Lucas Misapitso casually holds a handful of poisoned earth in his hands. Behind him, the forlorn shacks of Tudor Shaft huddle helplessly against a toxic mountain of mine tailings that splits them in two.
The shack where Misapitso lives is located a few metres away from the mine dump that obtrudes from the informal settlement, in Krugersdorp, like a menace.
The 24-year old grew up here and the mound of toxic soil that has been declared a radiological hot spot is an unwelcome, though familiar, neighbour for his community.
When it rains, the tailings flood into his home and those of his 2 000 neighbours. When the wind blows, residents of the settlement are forced to ingest its fine dust, and the dust billowing from the surrounding mine dumps that encircle the bleak community.
The mine dump in Tudor shaft is so toxic and radioactive that several government agencies have recommended the community be urgently relocated. But Mogale City has only relocated a handful of residents living on top of the dump.
Misapitso, like many other residents, has grown impatient and has spent the past year lobbying government agencies and departments to intervene.
He looks dapper in a smart red shirt, matching red pants and a red hat, a pair of brown sharp-nosed shoes on his feet. He has to look good.
He is on his way to a meeting with Gauteng Health MEC Qedani Mahlangu to implore her to act on the plight of Tudor shaft. “I want to tell her how these mining companies came here, made their money and left – but not care about the suffering.”
Thanks to Misapitso’s lobbying efforts, the SA Human Rights Commission has launched its own investigation into the mining activities that “are alleged to cause harm to the well-being and health of the complainants.”
It has ordered the Mogale City municipality to provide it with a relocation plan, environmental impact assessment and other reports and records of any action taken by the municipality from the period it was first informed of the complaint.
Everywhere he goes, Misapitso carries a report by Professor Victor Tshivhase, of the Centre for Applied Radiation Science and Technology at the North West University.
In a study for the Department of Mineral Resources last year, Tshivhase recommended that residents be relocated to an alternative safe habitable area because of the high radiation levels.
Previously, radiation levels in Tudor Shaft [informal settlement] have been found to be 15 times higher than the regulatory limits. Studies, in 2010, by the National Nuclear Regulator determined that residents of Tudor Shaft are exposed to potentially dangerous levels of radiation.
The contamination, says Mariette Liefferink, the chief executive of the Federation for a Sustainable Environment, is not in dispute. “What is in dispute is the lack of action”, she says. “The dump did not fall from heaven.”
But Tudor Shaft is by no means unique. Across Gauteng, there are 1.6 million people living on mine dumps that are contaminated with uranium and toxic heavy metals, including rsenic, aluminium, manganese and mercury
But it’s here on the West Rand, argues Liefferink, where the toxic legacy of mining has hit hardest. Every day, more than 42 tons of hazardous dust from mine tailings enter the environment, generated through wind-borne and water.
She navigates the uneven terrain of the dump in an impossibly high pair of wedges.

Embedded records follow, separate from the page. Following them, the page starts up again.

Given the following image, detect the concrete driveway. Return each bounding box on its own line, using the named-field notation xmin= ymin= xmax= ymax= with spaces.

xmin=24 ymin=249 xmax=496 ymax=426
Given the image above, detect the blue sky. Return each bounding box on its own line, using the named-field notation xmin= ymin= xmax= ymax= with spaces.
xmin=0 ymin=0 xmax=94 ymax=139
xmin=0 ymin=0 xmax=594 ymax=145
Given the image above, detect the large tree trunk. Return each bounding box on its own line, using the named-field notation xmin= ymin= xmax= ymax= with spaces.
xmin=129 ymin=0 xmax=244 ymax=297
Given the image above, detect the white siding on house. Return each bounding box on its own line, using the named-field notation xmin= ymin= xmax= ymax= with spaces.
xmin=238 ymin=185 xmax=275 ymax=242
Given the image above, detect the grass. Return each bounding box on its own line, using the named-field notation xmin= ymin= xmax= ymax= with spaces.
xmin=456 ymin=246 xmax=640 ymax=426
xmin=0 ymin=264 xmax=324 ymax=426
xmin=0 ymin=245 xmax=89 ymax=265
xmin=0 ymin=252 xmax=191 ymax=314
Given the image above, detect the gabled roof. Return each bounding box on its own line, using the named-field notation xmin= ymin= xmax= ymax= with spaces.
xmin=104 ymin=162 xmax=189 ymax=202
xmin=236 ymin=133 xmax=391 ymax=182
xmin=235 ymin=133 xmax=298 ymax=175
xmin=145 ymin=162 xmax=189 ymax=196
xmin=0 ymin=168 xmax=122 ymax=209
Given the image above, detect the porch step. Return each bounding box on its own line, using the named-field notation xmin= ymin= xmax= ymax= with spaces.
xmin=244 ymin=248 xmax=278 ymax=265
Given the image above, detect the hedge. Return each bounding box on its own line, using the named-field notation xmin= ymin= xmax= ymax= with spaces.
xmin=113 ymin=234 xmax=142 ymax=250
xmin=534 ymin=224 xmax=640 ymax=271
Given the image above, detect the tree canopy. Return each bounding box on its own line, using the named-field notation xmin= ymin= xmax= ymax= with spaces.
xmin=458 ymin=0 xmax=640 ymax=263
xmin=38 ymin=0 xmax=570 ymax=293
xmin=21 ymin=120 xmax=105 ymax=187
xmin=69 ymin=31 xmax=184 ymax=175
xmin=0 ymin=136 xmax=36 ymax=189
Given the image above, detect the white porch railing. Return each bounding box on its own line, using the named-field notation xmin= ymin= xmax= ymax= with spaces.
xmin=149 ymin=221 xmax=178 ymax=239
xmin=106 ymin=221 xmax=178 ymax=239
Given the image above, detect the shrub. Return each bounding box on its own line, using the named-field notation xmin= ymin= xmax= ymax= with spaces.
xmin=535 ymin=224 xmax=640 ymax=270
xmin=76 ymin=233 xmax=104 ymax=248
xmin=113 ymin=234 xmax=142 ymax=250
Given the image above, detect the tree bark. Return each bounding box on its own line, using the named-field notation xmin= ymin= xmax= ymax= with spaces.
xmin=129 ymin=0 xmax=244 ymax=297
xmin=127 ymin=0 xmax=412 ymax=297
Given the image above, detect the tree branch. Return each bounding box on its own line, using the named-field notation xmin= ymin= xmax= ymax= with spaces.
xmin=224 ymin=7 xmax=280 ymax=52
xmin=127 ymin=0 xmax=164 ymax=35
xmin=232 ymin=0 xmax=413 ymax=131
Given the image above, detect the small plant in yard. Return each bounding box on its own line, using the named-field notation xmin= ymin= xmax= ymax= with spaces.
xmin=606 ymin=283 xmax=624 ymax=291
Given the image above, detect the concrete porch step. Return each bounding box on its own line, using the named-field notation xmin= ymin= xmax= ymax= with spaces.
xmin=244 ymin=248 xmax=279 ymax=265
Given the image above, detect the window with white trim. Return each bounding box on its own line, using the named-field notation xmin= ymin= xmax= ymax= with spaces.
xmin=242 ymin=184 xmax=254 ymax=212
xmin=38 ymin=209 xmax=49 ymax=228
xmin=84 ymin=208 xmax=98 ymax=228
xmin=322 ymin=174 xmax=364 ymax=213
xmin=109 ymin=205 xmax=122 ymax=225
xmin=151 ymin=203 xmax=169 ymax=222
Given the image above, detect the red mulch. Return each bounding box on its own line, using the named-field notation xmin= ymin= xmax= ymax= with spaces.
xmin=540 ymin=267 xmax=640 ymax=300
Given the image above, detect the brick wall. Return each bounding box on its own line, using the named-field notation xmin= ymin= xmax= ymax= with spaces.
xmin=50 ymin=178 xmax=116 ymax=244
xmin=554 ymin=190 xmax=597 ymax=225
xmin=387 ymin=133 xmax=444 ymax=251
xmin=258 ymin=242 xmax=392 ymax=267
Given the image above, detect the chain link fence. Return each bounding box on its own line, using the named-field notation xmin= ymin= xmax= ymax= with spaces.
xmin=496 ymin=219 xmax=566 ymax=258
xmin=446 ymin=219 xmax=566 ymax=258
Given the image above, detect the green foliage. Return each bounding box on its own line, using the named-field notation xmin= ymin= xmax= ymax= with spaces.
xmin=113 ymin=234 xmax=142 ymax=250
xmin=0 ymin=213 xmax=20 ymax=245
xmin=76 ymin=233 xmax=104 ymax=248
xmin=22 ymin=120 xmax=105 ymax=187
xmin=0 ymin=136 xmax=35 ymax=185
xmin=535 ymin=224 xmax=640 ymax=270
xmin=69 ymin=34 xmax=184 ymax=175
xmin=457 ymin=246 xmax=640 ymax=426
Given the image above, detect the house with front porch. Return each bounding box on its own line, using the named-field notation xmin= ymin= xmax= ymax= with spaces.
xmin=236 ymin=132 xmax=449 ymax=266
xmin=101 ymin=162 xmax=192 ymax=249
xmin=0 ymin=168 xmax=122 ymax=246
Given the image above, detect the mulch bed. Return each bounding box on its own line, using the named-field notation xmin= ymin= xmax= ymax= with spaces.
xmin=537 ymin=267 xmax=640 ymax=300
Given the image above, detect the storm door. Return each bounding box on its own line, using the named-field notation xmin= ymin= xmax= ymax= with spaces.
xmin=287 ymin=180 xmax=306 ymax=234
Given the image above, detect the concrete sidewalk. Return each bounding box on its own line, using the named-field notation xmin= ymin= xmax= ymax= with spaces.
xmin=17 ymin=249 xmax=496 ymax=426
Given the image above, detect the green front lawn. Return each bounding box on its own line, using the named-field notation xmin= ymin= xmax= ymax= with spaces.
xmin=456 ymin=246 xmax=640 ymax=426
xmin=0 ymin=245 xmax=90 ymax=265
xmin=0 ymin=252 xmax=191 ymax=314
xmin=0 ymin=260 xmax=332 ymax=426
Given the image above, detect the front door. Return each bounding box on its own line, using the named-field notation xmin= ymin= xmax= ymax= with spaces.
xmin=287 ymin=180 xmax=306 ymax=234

With a polka-dot scarf around her neck, Liefferink looks incongruous in the bleak surroundings. But
she has spent nine years, bringing hope where there is none and talking her crusade to Parliament. “I feel I’m a part of this community now”, she says.

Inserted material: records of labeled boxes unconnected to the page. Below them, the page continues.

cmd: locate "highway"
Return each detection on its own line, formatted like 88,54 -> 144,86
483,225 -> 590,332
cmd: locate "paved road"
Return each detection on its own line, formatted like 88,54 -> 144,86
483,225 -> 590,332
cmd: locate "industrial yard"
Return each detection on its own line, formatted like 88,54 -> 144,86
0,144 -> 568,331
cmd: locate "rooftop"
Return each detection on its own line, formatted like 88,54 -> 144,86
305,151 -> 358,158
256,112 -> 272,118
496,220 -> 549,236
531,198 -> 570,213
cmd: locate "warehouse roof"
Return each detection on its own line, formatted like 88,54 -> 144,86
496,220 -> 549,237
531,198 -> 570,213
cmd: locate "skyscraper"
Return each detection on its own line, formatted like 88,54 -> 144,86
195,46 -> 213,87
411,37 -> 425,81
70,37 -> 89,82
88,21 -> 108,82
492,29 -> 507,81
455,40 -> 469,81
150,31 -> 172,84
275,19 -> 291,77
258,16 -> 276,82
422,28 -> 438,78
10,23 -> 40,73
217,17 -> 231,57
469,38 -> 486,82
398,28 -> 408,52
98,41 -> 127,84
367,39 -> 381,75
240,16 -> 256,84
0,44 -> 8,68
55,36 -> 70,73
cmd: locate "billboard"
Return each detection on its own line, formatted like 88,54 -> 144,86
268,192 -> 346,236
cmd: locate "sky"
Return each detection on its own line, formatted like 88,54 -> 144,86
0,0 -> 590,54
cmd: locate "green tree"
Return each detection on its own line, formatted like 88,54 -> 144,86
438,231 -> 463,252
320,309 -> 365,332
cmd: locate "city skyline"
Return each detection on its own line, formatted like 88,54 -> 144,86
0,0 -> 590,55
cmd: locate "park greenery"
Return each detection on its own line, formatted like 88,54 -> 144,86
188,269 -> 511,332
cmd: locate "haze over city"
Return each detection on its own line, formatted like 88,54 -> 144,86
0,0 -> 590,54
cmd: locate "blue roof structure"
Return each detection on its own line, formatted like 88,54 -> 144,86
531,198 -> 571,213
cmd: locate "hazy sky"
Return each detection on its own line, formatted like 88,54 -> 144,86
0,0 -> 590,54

Several years ago, Liefferink’s organisation quashed attempts by the authorities and Mintails, a local mining outfit to [unlawfully] remove the mine dump arguing it would cause more harm.
The Department of Environmental Affairs has now appointed its own radiation specialist to conduct “radiological and health assessments’, which are expected to be completed within six months.

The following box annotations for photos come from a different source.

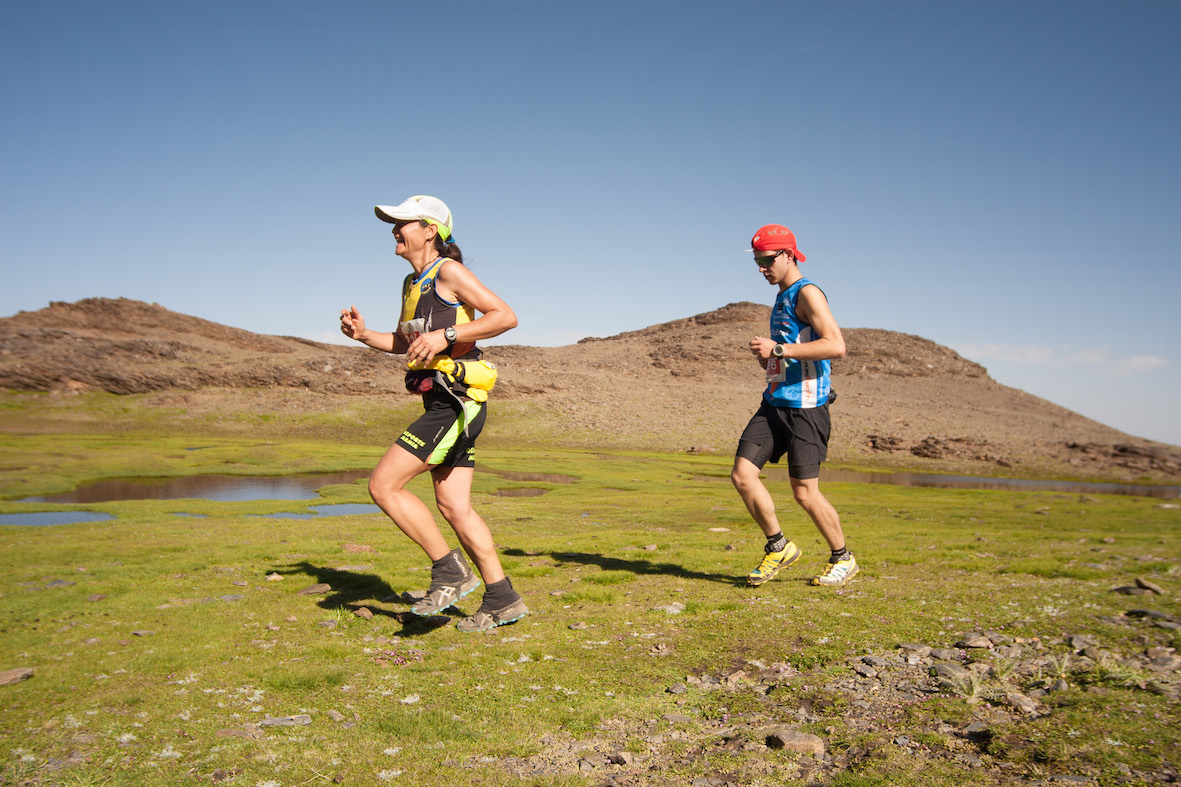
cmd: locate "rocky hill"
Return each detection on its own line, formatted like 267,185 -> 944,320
0,298 -> 1181,481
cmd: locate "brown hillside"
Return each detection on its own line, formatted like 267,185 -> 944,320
0,299 -> 1181,481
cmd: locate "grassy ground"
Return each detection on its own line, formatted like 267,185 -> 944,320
0,434 -> 1181,787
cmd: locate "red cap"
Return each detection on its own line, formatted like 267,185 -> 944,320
746,225 -> 808,262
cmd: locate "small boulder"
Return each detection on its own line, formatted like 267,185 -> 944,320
766,729 -> 826,756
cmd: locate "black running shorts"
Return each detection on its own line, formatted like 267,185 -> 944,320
736,399 -> 831,481
398,391 -> 488,467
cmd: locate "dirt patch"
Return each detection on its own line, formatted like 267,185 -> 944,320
0,298 -> 1181,482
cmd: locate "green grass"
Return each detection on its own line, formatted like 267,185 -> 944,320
0,430 -> 1181,787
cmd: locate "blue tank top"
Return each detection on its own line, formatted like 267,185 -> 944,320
763,279 -> 833,410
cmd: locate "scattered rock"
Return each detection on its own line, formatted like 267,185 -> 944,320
295,583 -> 332,596
1111,585 -> 1153,596
259,714 -> 312,727
931,662 -> 972,681
0,666 -> 33,685
1005,691 -> 1037,714
661,714 -> 693,724
1136,577 -> 1164,596
766,729 -> 826,756
955,631 -> 993,649
853,662 -> 877,678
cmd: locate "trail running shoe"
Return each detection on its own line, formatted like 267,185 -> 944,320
410,566 -> 479,618
746,541 -> 800,585
455,596 -> 529,633
813,553 -> 857,586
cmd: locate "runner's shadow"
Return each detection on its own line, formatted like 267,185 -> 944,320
274,561 -> 462,637
504,549 -> 746,585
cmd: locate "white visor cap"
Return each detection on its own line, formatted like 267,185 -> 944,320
373,194 -> 451,240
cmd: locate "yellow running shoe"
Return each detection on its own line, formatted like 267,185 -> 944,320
813,552 -> 859,586
746,541 -> 800,585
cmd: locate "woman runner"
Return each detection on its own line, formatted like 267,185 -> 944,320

But as government departments squabble over who must take charge, the community pays the price, laments Misapitso. Tudor Shaft is as old as democracy, he says, but its very existence is a symbol that democracy has failed the poorest of the poor.
Several studies have showed how exposure to high levels of radioactive uranium can lead to birth defects and brain disorders while the heavy metals in the waste are cancer-causing.
Community members complain of respiratory problems and skin lesions.
Another resident Gloria Mkhehlane, cradles her twin boys. She says: “they battle to breathe at night. I don’t know what to do. We need the government to help us but no one comes.”